Porém, uma situação desse tipo envolvia riscos consideráveis, evidentemente, e denunciava, desde logo, que a classe dominante preferia compor-se com potência estrangeiras, no caso a Inglaterra, a aceitar a composição com outras classes e camadas do próprio povo (SODRÉ, 1965).

Na fase autônoma pode-se apreciar a longa transformação das Forças Armadas de instrumento, já inadequado, da classe latifundiária, que tem necessidade, por isso mesmo de criar a Guarda Nacional, sua força militar específica, depois de ter utilizado o mercenário e o comando estrangeiro - em instrumento do latifúndio e da burguesia, ora conciliadas, ora em luta, até o momento em que a burguesia passa a ser dominante.

“A fase colonial, no que diz respeito à organização militar, encerra-se, a rigor, com a criação, a 18 de agosto de 1831, da Guarda Nacional” (SODRÉ, 1979, p. 58) quando os

homens que representavam o governo retomam em suas „mãos‟ a organização militar. A lei de criação da Guarda Nacional extingue as Ordenanças e Milícias e estabelece a Guarda

Nacional como força auxiliar do Exército, tendo por finalidade “[...] defender a Constituição,

a liberdade, a independência e a integridade da Nação” (SODRÉ, 1979, p. 119).

Ainda sobre a Guarda Nacional visualiza-se que ela estava fora da “alçada militar”, subordinada a autoridade política, a serviço direto dos interesses da classe dominante. Na Guarda Nacional, todos os homens maiores de dezoito anos e menores de cinquenta eram obrigados a servir, se reservava o direito de recrutar os elementos da sociedade e distribuía os comandos, segundo os senhores de terras. Enquanto isso, o exército se obrigava a selecionar os elementos marginalizados da sociedade para constituir a tropa, enquanto recrutava nas camadas médias a oficialidade.

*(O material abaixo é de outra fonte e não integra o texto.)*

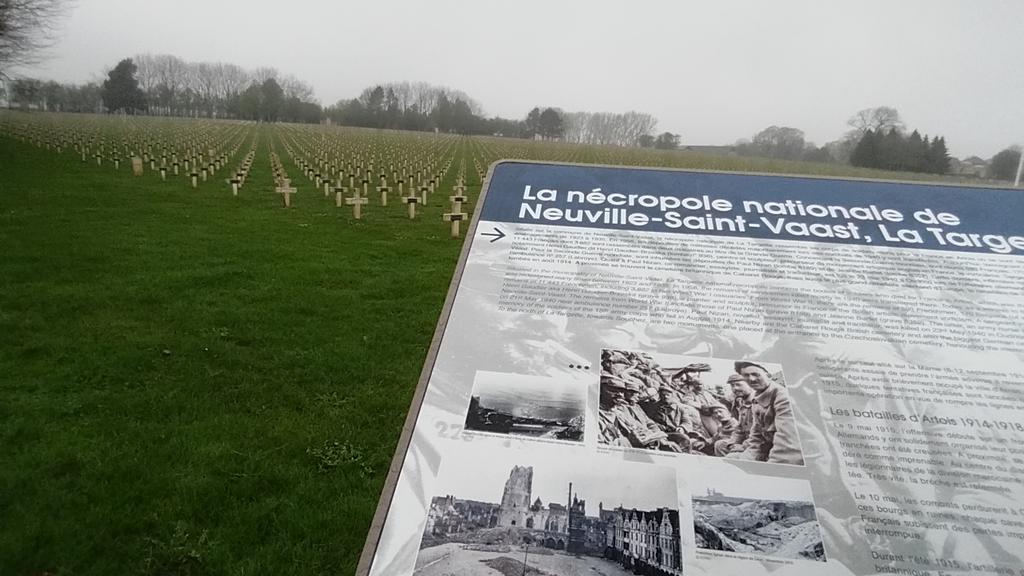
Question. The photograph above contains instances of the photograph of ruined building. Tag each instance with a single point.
(527, 406)
(522, 535)
(773, 528)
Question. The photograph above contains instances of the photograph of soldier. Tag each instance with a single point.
(772, 436)
(714, 407)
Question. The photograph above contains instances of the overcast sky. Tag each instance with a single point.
(714, 72)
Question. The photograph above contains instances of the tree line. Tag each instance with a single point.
(167, 85)
(893, 151)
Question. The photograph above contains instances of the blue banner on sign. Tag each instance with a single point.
(907, 215)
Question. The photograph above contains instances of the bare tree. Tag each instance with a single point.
(606, 128)
(27, 29)
(882, 118)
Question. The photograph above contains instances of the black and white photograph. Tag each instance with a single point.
(729, 408)
(529, 406)
(756, 516)
(510, 512)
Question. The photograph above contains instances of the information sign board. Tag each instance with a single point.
(646, 371)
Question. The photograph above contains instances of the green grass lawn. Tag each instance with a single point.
(196, 383)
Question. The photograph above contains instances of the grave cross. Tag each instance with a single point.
(286, 190)
(356, 202)
(457, 202)
(412, 201)
(455, 217)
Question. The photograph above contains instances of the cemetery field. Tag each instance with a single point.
(196, 382)
(192, 382)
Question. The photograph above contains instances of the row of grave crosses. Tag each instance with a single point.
(238, 179)
(359, 195)
(283, 184)
(321, 169)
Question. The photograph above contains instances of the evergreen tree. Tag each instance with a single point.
(532, 124)
(893, 152)
(938, 157)
(915, 152)
(550, 124)
(121, 89)
(1004, 164)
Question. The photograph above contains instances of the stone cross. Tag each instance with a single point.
(287, 190)
(356, 202)
(457, 202)
(455, 217)
(412, 201)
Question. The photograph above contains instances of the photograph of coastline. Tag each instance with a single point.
(528, 406)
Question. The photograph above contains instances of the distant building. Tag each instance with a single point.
(644, 541)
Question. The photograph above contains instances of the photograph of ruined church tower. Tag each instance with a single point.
(522, 534)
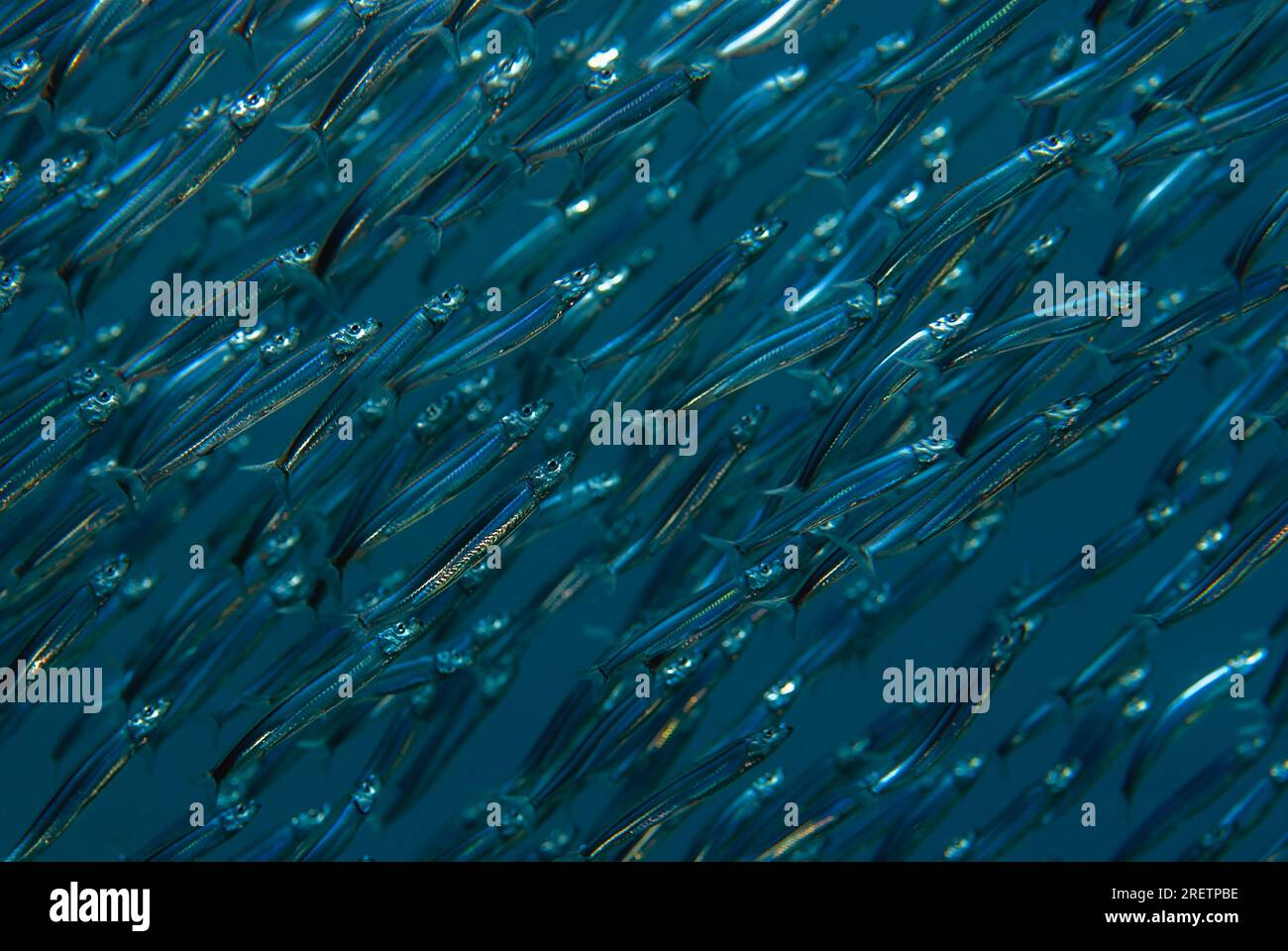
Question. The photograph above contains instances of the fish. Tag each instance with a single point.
(88, 780)
(704, 778)
(248, 405)
(442, 480)
(502, 335)
(473, 541)
(424, 158)
(876, 385)
(67, 433)
(1184, 710)
(321, 694)
(610, 115)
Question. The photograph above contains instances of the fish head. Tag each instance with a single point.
(310, 818)
(909, 202)
(1247, 661)
(1136, 710)
(443, 304)
(84, 380)
(433, 419)
(601, 80)
(951, 326)
(290, 590)
(967, 770)
(485, 630)
(760, 236)
(399, 635)
(520, 423)
(1061, 775)
(1162, 513)
(134, 590)
(501, 81)
(375, 409)
(236, 817)
(279, 545)
(790, 80)
(930, 449)
(9, 176)
(960, 847)
(572, 286)
(365, 796)
(54, 352)
(65, 169)
(580, 208)
(278, 346)
(1057, 149)
(366, 11)
(250, 110)
(98, 407)
(300, 257)
(603, 484)
(146, 718)
(1063, 52)
(610, 281)
(17, 68)
(90, 196)
(697, 72)
(765, 741)
(743, 432)
(661, 197)
(549, 476)
(678, 671)
(1016, 633)
(108, 575)
(1163, 363)
(353, 337)
(245, 338)
(198, 118)
(1042, 249)
(765, 575)
(1061, 415)
(894, 46)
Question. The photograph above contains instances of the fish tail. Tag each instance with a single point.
(528, 165)
(428, 227)
(859, 553)
(725, 545)
(452, 42)
(316, 285)
(133, 484)
(790, 489)
(312, 132)
(524, 20)
(104, 140)
(571, 368)
(240, 197)
(277, 474)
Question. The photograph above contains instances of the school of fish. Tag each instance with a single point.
(406, 501)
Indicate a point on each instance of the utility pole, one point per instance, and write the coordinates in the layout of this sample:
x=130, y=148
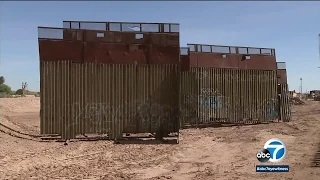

A distribuição do “poder” na Guarda Nacional era feita da seguinte forma:

[...] os chefes locais de prestígio recebiam, automaticamente os postos mais altos dela; o posto de coronel era concedido ao chefe político da comuna, as patentes de capitão a chefes locais influentes, e o conselho de qualificação, que declarava quem devia servir na reserva e quem ficava isento de servir na Guarda, era composto em cada município, de eleitores do 2º grau mais votados, sob a presidência de um juiz de paz. Era uma arma fortíssima nas mãos dos senhores rurais, não só porque

legalmente se tornavam chefes militares, como porque em suas mãos esta mandar este ou aquele servir no Exército. (SODRÉ, 1979, p.131).